How the old world recognized images

Before this, getting a computer to recognize images relied on experts hand-writing rules: people first racked their brains to design formulas for "what counts as an edge, a corner, a texture," squeezed the image into a string of numbers, and handed that to a classifier. The trouble: those rules were a human's best guess, they often broke on a new task, and they buckled at the thousand poses, lighting conditions, and occlusions a real cat comes in. For years, machine image recognition was stuck.

What was new

AlexNet flipped it around: instead of humans writing the rules, let the machine "see" the patterns itself from over a million images. It's a deep network that looks layer by layer: the bottom layers learn to spot edges and color patches, the middle layers assemble parts like eyes and wheels, the top layers put together "this is a cat." The entire skill of "how to recognize" was trained out of the data by the network — not one line of it hand-written.

How it pulled this off

Three things made it actually run for the first time:

① Train on gaming graphics cards. A network this big takes staggering amounts of computation — forever on an ordinary processor. They switched to GPUs — chips built for game graphics, naturally good at "doing thousands of small calculations at once," exactly what a neural network craves — cutting a months-long training run down to days.

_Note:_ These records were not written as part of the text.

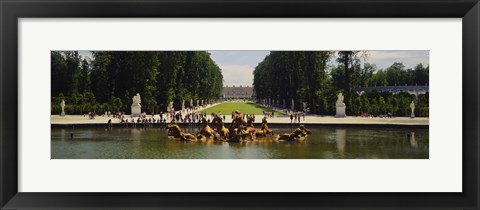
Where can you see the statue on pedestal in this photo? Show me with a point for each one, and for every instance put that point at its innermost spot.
(340, 106)
(412, 107)
(136, 107)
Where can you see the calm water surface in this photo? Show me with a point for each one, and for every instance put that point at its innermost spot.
(323, 143)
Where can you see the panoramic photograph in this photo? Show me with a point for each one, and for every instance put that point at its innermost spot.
(240, 104)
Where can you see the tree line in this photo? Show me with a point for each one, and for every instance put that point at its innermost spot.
(309, 76)
(109, 80)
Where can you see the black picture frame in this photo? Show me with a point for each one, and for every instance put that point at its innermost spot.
(10, 10)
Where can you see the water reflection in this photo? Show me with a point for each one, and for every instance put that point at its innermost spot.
(413, 142)
(341, 139)
(324, 142)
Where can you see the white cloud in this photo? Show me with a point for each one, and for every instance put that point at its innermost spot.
(237, 74)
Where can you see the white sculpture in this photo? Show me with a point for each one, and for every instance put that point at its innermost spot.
(136, 107)
(62, 104)
(340, 106)
(412, 106)
(170, 107)
(340, 99)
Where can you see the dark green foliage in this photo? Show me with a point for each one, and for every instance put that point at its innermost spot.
(306, 77)
(112, 78)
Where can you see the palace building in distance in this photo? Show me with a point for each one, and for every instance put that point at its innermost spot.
(238, 92)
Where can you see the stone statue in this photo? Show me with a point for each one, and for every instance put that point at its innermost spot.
(136, 107)
(62, 104)
(136, 99)
(340, 99)
(340, 106)
(170, 107)
(412, 106)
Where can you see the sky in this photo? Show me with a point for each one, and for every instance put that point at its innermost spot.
(238, 65)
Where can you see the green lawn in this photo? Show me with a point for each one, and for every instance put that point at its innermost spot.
(245, 108)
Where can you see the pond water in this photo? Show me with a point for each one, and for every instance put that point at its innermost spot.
(324, 143)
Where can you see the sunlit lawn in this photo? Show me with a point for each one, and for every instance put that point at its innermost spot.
(244, 107)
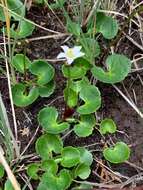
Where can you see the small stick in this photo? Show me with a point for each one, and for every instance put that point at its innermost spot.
(130, 103)
(8, 171)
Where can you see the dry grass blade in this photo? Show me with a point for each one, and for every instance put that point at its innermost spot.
(8, 135)
(10, 91)
(8, 171)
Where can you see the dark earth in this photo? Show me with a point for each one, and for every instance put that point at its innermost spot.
(130, 124)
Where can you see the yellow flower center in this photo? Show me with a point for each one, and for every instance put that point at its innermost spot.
(70, 53)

② A snappier "switch." Every unit in the network must decide "let this signal through or not." The old switches were sluggish and got harder to train the deeper you went; they swapped in a dead-simple one — block anything negative, pass anything positive through untouched — which sped up training several times over.

③ Two tricks against rote memorization. A network this powerful tends to memorize the training images and then flounder on new ones. One trick: during training, randomly send some units "on leave," forcing the rest to learn real skills and not lean on each other. The other: flip, shift, and slightly recolor each image to conjure up many more training images.

What it brought

It slashed image-recognition error in one stroke, and made it clear to everyone: rather than asking experts to write rules, feed data and compute to a deep-enough network and let it learn on its own. That sentence became the shared belief of the whole AI field afterward. And one honest note: AlexNet rested on no brand-new theory — it fused a few existing old ideas with massive data and GPU horsepower at just the right moment. It was a victory of scale, at the cost of being hungry for both data and compute.

Remember one thing

AlexNet let a deep network learn "how to recognize images" by itself from a million pictures — made it run for the first time via GPU training, a snappy switch, and two anti-memorization tricks — and won the 2012 image contest by a landslide. From there, AI took the "deep learning" road.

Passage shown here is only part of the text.